April 14, 2020

By: Chris McLeod

14/4/2020

5 Things You Need To Know

April 14th is the 105th day of the year. There are 261 days remaining until the end of the year.


The Municipality of Chatham-Kent has set up a drop off site to gather personal protective equipment (PPE) for front line health care workers.

Thames Campus Arena is open for the public to leave their donations of medical masks, gloves, face shields, goggles, and medical gowns.

Some offices have masks that are desperately needed.

The drop off station will open Wednesday, April 15th from 10-2:30 and the plan is to operate the site at that time each Monday, Wednesday and Friday. Donors can bring their donations inside the main front doors of the arena, place them on the table in the ticket area and exit the building for social distancing. Donations must be dropped inside the building.


The provincial legislature meets later today and Premier Doug Ford has indicated that orders under the Emergency Act may be extended another 28 days.

He says it’s too early to say if school closures will be extended beyond May 4th.

On Saturday, the province extended the Emergency Act until at least April 23rd, currently the provincial government can only extend the State of Emergency by 14 days. They’ll discuss a 28 day extension this morning.


A group of high school students in Calgary created a free hotline to help cheer up seniors who are stuck in isolation.

It’s got pre-recorded jokes and uplifting messages from kids. The number is 1-877-JOY-4ALL.


A team just took advantage of the nearly empty streets in the U.S. to break the Cannonball Run record.

They drove from New York to Los Angeles in 26 hours and 38 minutes. That beats the record set in November by more than 45 minutes.

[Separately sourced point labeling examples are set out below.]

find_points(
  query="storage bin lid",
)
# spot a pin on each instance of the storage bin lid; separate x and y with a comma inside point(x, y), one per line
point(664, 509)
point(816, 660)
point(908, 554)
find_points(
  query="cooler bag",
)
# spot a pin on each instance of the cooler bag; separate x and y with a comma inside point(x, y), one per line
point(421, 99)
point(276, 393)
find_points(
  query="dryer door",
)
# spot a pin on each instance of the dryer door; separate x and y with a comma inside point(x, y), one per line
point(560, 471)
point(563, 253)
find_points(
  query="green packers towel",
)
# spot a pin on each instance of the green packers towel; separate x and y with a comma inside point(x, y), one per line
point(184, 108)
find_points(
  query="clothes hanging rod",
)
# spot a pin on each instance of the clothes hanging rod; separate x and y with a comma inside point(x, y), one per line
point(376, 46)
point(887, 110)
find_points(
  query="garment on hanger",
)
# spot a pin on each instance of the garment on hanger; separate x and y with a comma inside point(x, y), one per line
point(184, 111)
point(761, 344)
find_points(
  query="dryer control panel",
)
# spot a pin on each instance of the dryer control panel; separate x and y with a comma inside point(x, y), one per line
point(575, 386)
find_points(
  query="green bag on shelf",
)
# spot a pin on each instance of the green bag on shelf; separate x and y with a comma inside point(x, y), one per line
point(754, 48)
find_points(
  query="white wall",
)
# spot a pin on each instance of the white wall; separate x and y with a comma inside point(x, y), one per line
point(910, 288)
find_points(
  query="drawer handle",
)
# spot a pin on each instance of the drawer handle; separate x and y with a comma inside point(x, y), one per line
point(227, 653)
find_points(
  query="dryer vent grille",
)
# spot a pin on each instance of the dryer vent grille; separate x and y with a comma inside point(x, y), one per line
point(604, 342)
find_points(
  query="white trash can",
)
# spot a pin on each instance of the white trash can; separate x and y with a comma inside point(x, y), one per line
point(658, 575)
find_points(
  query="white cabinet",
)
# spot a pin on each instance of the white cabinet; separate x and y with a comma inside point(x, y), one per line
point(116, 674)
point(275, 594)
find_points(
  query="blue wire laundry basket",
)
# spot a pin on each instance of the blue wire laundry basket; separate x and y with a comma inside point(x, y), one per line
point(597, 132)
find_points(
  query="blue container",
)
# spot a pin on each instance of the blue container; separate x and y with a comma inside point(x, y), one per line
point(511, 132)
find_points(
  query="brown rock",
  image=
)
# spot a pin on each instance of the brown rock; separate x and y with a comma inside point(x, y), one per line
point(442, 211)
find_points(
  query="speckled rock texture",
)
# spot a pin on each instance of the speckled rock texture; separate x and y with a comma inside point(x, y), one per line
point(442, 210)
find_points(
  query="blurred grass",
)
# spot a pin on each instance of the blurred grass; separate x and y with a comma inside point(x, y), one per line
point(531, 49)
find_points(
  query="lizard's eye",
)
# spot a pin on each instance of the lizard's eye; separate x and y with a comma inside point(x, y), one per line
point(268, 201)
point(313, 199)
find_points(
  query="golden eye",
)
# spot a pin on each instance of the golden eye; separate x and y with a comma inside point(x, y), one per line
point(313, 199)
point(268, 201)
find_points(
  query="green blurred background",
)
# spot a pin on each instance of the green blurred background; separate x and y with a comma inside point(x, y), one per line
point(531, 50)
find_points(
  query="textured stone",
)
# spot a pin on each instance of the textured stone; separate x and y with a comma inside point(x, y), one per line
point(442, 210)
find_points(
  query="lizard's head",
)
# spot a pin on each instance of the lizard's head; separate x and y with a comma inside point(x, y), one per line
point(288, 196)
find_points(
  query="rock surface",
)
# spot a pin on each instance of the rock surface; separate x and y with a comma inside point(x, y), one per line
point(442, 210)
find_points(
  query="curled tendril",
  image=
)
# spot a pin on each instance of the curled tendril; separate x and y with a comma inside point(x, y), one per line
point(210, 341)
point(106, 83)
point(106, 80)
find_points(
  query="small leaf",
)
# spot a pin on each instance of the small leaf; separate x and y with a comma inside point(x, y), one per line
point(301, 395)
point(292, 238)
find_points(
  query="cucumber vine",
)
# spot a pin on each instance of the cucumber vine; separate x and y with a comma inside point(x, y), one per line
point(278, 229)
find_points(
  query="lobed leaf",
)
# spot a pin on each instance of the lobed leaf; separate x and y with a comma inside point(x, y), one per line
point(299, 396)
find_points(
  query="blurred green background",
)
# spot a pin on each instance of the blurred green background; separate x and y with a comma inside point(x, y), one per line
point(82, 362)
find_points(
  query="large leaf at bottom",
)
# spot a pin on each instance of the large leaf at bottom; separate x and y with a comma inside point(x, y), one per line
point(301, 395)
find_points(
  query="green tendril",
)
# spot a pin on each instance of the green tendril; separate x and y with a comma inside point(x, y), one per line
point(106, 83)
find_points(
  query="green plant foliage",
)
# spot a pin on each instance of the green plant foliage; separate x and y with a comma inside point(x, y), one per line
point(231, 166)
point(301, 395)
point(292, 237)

They drove a white 2019 Audi A8 with a pair of red plastic marine fuel tanks ratchet-strapped into its trunk. They started at the Red Ball Garage in New York City at 11:15 pm on April 4, and ended less than 27 hours later at the Portofino Hotel & Marina in Redondo Beach, California, the traditional start and end points of a Cannonball attempt.


 Have you ever wanted to name a colour? Do you think you could come up with something better than Crayola?

There’s a new project that’s crowdsourcing names for all 16.8 million colours in the red-green-blue colour spectrum, which is what we use on the Internet.

If you go to ColorNames.org, you can pick colours to name, or they’ll assign you random ones. As long as the name is, “descriptive and non-offensive,” it becomes official.